A 1938 article in Radio Guide magazine commented, "The story of Dan Harding's Wife is one that will strike a warmly responsive note in the hearts of all wives and mothers who are, because of economic necessity, separated from their husbands.:

The broadcast was set 19 years after Dan and Rhoda Harding were married in South America. He was a mining engineer there, and she had come there with her father. An initially happy marriage ran into problems when Rhoda became pregnant. Dan felt that a mining camp would not be a good place to raise the twins, so he sent Rhoda and the babies to the United States. In the program, twins Donna and Dean were 18 years old. They had seen their father only once or twice a year at best. The reunions ended, however, when Rhoda received word that Dan had been killed in a mining disaster in Iraq. The article in Radio Guide summarized Rhoda's predicament: "Left almost penniless, Rhoda takes over a rooming house in the poorer section of the town and attempts to eke out a living."

== Cast ==

Buxton and Owen's The Big Broadcast lists the cast of Dan Harding's Wife as follows:

| Character | Actor/Actress |
|---|---|
| Rhoda Harding | Isabel Randolph |
| Donna Harding | Loretta Poynton |
| Dean Harding | Merrill Fugit |
| Mrs. Graham | Judith Lowry |
| Arnie Topper | Carl Hanson |
| Eula Sherman | Margarette Shanna |
| Mr.

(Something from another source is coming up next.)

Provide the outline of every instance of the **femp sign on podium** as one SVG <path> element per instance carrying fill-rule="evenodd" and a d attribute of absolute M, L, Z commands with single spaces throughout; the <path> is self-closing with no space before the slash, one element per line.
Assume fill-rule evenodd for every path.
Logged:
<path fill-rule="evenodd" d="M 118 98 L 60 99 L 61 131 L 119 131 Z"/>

Tiller | Cliff Soubier |
| Mr. Gorham | Cliff Soubier |
| Margot Gorham | Templeton Fox |
| Mabel Klooner | Templeton Fox |
| Fowler | Robert Griffin |
| Penny Latham | Alice Goodkin |
| Jack Garland | Willard Farnum |
| Stooge Lowe | Hugh Rowlands |
| Ralph Fraser | Herbert Nelson |
| Eva Foster | Tommye Birch |
| Rex Kramer | Herb Butterfield |
| Announcer | Les Griffith |

Other sources list additional cast members as follows: Norman Berry (announcer) and Mercedes McCambridge (role not specified).